Slowness in Multisite

Dear All,

We are having check_mk version 1.5.0p21, configured multiple check_mk slaves.

Configured Status host to tackle the slowness.

Then also facing slowness at multisite level where one or two slaves are not responding.

Please let me know any solution to this slowness issue.


Raw or Enterprise edition?

With CEE you should use liveproxyd:

We are using RAW edition

Is the status host down when the livestatus connection to the remote site is not possible?

We are facing problem when host is UP but not able to reach port 6557 of slave server.

This situation cannot be remedied.

It think it is possible :slight_smile: to resolve this problem.
Create your status host on the main site and don’t use the ping as host check command.
Create a active check to test if port 6557 is available on the slave site.

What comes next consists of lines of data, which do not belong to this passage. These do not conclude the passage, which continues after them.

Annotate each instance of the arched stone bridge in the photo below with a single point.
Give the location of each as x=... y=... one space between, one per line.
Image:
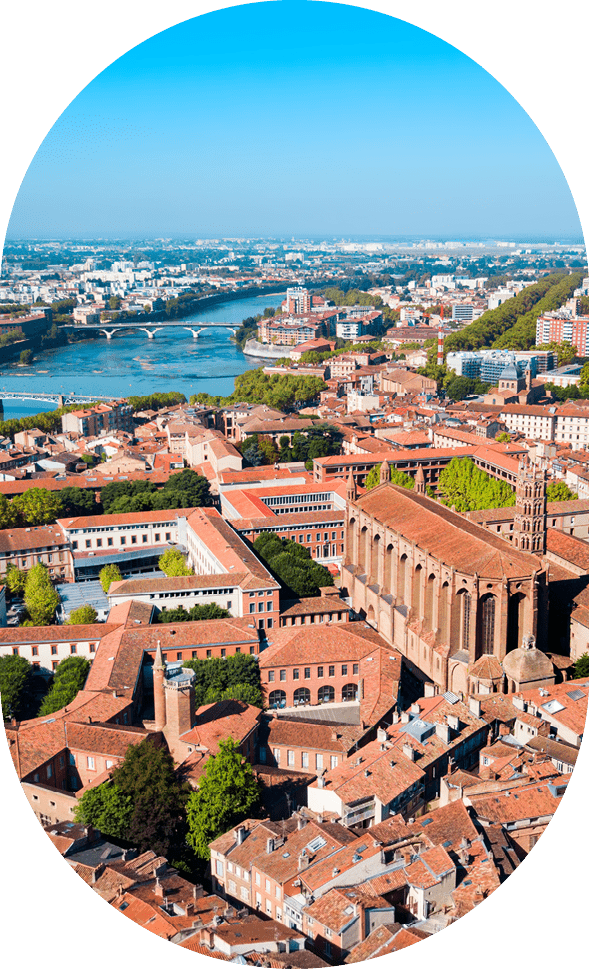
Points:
x=109 y=329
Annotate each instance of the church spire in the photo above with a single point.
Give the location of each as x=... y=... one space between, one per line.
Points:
x=351 y=492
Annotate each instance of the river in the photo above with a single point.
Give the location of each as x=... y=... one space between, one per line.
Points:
x=130 y=363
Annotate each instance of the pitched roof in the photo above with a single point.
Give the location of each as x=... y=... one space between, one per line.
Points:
x=451 y=538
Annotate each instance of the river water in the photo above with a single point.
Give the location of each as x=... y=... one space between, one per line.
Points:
x=130 y=363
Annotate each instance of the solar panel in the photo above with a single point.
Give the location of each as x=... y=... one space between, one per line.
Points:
x=451 y=697
x=576 y=694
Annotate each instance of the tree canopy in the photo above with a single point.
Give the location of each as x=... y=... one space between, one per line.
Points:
x=560 y=491
x=69 y=679
x=209 y=610
x=109 y=574
x=227 y=793
x=172 y=562
x=40 y=597
x=143 y=803
x=15 y=681
x=234 y=678
x=397 y=477
x=84 y=616
x=469 y=488
x=292 y=565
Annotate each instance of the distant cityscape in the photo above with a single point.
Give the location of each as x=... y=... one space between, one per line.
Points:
x=297 y=675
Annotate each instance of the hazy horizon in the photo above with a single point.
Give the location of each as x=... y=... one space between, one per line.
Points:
x=280 y=119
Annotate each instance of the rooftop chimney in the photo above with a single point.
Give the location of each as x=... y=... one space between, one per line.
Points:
x=474 y=706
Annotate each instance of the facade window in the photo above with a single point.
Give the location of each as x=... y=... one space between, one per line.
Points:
x=277 y=698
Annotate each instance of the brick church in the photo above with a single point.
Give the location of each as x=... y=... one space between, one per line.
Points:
x=467 y=608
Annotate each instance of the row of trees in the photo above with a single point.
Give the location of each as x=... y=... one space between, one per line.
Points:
x=314 y=442
x=41 y=599
x=397 y=477
x=292 y=565
x=209 y=610
x=39 y=506
x=286 y=392
x=234 y=678
x=186 y=489
x=147 y=803
x=468 y=488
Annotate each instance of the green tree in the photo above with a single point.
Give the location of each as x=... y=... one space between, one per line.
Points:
x=79 y=501
x=209 y=610
x=468 y=488
x=147 y=776
x=15 y=580
x=173 y=562
x=227 y=793
x=581 y=668
x=106 y=809
x=8 y=513
x=109 y=574
x=560 y=491
x=84 y=616
x=41 y=599
x=397 y=477
x=69 y=679
x=38 y=506
x=15 y=679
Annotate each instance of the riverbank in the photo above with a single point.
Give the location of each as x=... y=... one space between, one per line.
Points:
x=264 y=350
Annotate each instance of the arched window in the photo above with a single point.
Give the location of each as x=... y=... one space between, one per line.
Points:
x=401 y=579
x=443 y=613
x=417 y=598
x=302 y=695
x=428 y=612
x=374 y=564
x=277 y=699
x=326 y=694
x=350 y=691
x=487 y=630
x=460 y=631
x=388 y=572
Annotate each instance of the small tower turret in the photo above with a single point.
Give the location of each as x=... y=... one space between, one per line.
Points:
x=529 y=524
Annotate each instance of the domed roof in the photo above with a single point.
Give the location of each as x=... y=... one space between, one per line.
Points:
x=528 y=664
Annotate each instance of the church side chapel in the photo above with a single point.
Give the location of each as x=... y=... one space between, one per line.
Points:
x=467 y=608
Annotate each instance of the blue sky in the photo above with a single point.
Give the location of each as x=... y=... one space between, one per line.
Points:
x=294 y=117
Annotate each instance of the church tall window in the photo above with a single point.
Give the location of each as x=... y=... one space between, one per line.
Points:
x=487 y=640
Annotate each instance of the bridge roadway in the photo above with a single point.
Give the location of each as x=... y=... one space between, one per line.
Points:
x=61 y=399
x=150 y=328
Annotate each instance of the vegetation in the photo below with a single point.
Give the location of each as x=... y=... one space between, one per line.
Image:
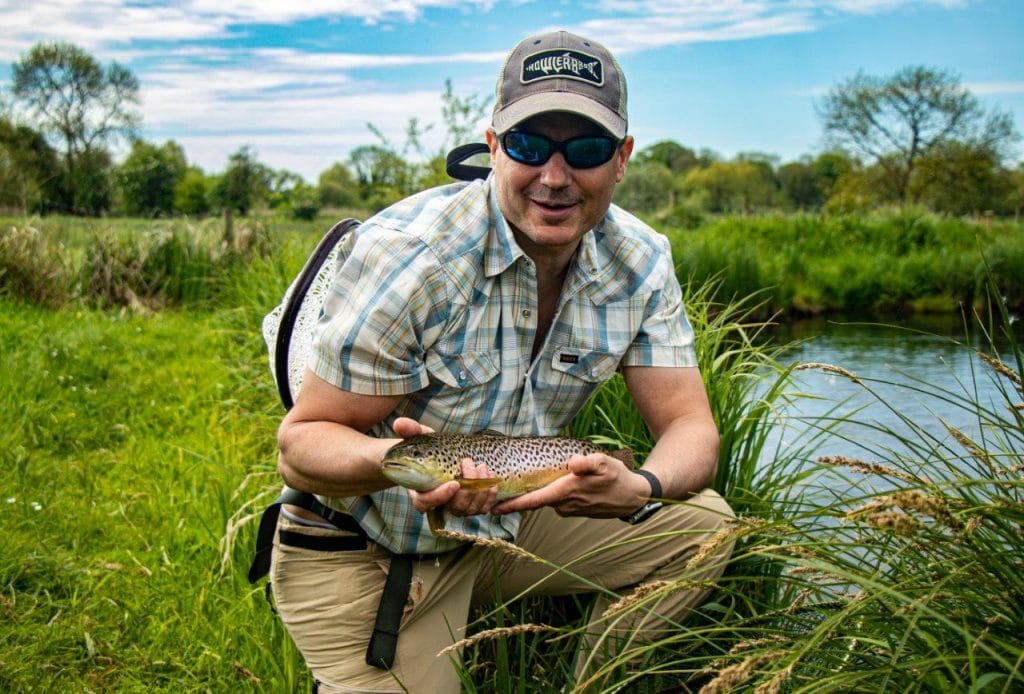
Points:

Then use this check result for your host check command.
If you want to extend this a little bit more you can use an active check what really tests if livestatus is answering your query.

I have set host check command to “telnet 6557” of slave servers but UI not responding after this change.

No telnet,
Do it the following way.

  • create a normal status host with ping and one active check - “Check connecting to a TCP port” with port 6557
  • test if this is working
  • now change the host check command from ping to “Use the status of the service …” now insert here the name of your TCP port check like it is in your GUI
  • now check if the host shows down if you livestatus on the slave is stopped
  • if this is working you can use this status host inside your distributed configuration
Yes, I have done in same way. instead of service active check, i mentioned host check to TCP connect 6557 of Slave servers.

anyways I will try your steps as well. I will update you.

Thank you

I have Configured the “TCP Port connect to 6557” of all slaves as active check.
Configured Site configuration, Host check command to active check of respective slave.

Still the response of the multimaster is very slow. (But yes, it is better than earlier)

I have observed, some of slaves are UP and able to Telnet on port 6557 but livestatus query is taking longer time to respond. So Check_mk waits for (30 Sec) Timeout settings of respective slave in site configuration.

Is there any way to improve livestatus query response ??